En plus du président actuel de Telefónica, le même jour, le juge Peinado a également cité comme témoin, pour Manuel Ausoverri, directeur de la stratégie d’Indra, et Fernando Abril Martorell, ancien directeur exécutif de l’entreprise. Ces consultants technologiques principaux ont été impliqués après que d’autres cadres et d’anciens postes de haut niveau les ont identifiés comme les vrais personnes responsables qui savaient de l’investissement dans le président de l’épouse de Sánchez.

Coiffure tu t’écouteras Après avoir connu le 14 mai, la version des autres managers Comme ils ont été le chef de Google Project, Miguel Rodríguez Bueno; les politiques institutionnelles et publiques de ladite technologie, Miguel Escassi. Le responsable de Minsait et ancien directeur général d’Indra, est également apparu. Luis avril et le vice-président du conseil téléphonique audiovisuel numérique, Rosauro Varo.

À son tour, tous ces noms avaient été mentionné à l’époque par d’autres responsables Ils ont déjà traversé le bureau du juge peigné en avril dernier. En particulier, ils ont été contribués par Fuencisla Clemarancien directeur de Google en Espagne et du Portugal et vice-président actuel des «  aller aux opérations du marché  » pour l’Europe, le Moyen-Orient et l’Afrique de la technologie et de Ignacio Mataixancien délégué d’Indra.

Varo, qui détient actuellement le Vice-présidence du conseil d’administration téléphonique audiovisuel numérique Il est venu admettre que Begoña Gómez a personnellement suggéré la participation de l’entreprise au financement du système informatique, lorsqu’il a coïncidé avec elle dans un acte public pour certains prix de durabilité qui ont été décernés en septembre 2021.
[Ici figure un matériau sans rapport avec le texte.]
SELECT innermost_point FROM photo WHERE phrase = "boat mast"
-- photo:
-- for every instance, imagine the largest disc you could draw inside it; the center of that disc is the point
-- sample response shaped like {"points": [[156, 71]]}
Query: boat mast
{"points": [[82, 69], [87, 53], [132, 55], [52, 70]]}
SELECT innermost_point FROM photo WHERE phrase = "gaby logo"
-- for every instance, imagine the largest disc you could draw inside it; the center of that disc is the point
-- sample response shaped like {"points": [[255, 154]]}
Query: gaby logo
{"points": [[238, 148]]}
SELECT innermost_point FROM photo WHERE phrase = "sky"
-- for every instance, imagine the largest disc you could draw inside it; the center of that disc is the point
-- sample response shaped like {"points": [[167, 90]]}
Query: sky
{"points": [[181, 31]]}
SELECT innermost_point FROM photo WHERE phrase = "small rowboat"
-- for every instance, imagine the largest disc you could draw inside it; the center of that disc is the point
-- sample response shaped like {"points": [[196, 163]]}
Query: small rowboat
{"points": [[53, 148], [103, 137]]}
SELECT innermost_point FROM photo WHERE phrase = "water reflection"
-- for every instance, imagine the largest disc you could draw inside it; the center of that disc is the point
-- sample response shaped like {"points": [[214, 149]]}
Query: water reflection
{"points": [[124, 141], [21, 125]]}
Selon son témoignage, elle lui a dit qu’elle dirigeait la chaise en tant que directrice et en relation avec la numérisation des petites et moyennes entreprises, elle lui a dit: « Il peut être intéressant que ce projet se présente à Telefónica. » Cependant, Varo a également assuré au juge qu’après cet épisode, il ne savait rien de la question.
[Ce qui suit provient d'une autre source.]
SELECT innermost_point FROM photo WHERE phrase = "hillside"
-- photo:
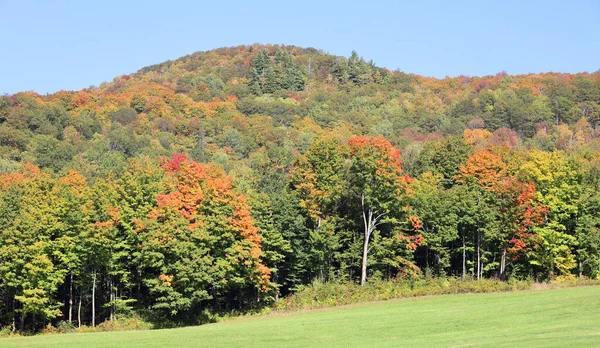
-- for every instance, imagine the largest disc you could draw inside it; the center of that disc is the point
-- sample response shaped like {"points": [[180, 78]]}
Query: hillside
{"points": [[552, 318], [225, 180]]}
Pour sa part, Frais Google qui ont déjà déclaré avoir défendu que la collaboration de leur entreprise avec la plate-forme «Transforma TSC» de la compluntense faisait partie de leur « efforts continus pour soutenir la transformation numérique de l’Espagne«  Sa collaboration avec la plate-forme TSC est similaire à celle développée dans 150 projets.
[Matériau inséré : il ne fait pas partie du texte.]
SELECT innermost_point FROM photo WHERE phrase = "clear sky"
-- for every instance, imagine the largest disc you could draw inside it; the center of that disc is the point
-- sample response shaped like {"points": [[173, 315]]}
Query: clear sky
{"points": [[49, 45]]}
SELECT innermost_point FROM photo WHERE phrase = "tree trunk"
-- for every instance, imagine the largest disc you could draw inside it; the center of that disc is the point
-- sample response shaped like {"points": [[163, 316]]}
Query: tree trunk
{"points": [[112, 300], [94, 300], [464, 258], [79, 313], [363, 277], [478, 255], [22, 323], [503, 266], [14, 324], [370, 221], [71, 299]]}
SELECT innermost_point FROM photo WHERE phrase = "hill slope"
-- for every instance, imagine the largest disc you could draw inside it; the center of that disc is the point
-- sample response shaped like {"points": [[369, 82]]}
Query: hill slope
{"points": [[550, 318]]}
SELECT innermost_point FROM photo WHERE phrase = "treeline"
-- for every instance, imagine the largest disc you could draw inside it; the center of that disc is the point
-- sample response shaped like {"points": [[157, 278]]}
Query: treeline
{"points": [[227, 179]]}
Les autres lignes ouvertes, Moncloa et Barrabés

En plus d’enquêter sur le financement du logiciell’instruction du juge peigné ces derniers mois s’est également concentrée sur la nomination Cristina Álvarez en tant qu’assistante de Begoña Gómez à Moncloa dans le recours présumé de ce poste pour la réalisation des efforts professionnels pour la femme de Sánchez qui n’aurait rien à voir avec son statut de femme du président du gouvernement.

Ce chapitre a abouti à une pièce séparée par un éventuel détournement de fonds dans lequel le ministre Bolaños lui-même a déjà déclaré comme un esprit Coordinateur du personnel de Moncloa en 2018, Raúl Díaz. Cette partie des enquêtes est toujours en vie après la «coupure» récemment donnée la cause de la Cour provinciale de Madrid, qui a rappelé au juge que d’autres lignes d’enquête, telles que celles visant à clarifier les relations de Gómez avec Globalia ou une influence présumée pour le sauvetage d’Air Europa sont en dehors de l’objet procédural.

Les magistrats de la salle d’appel sont partis à l’intérieur, cependant, tout faisait référence à la chaise et en particulier le lien avec l’homme d’affaires a également accusé Juan Carlos Barrabés, qui a été recommandé du cours universitaire, dans lequel il a collaboré, face à la Obtenir certains contrats publics.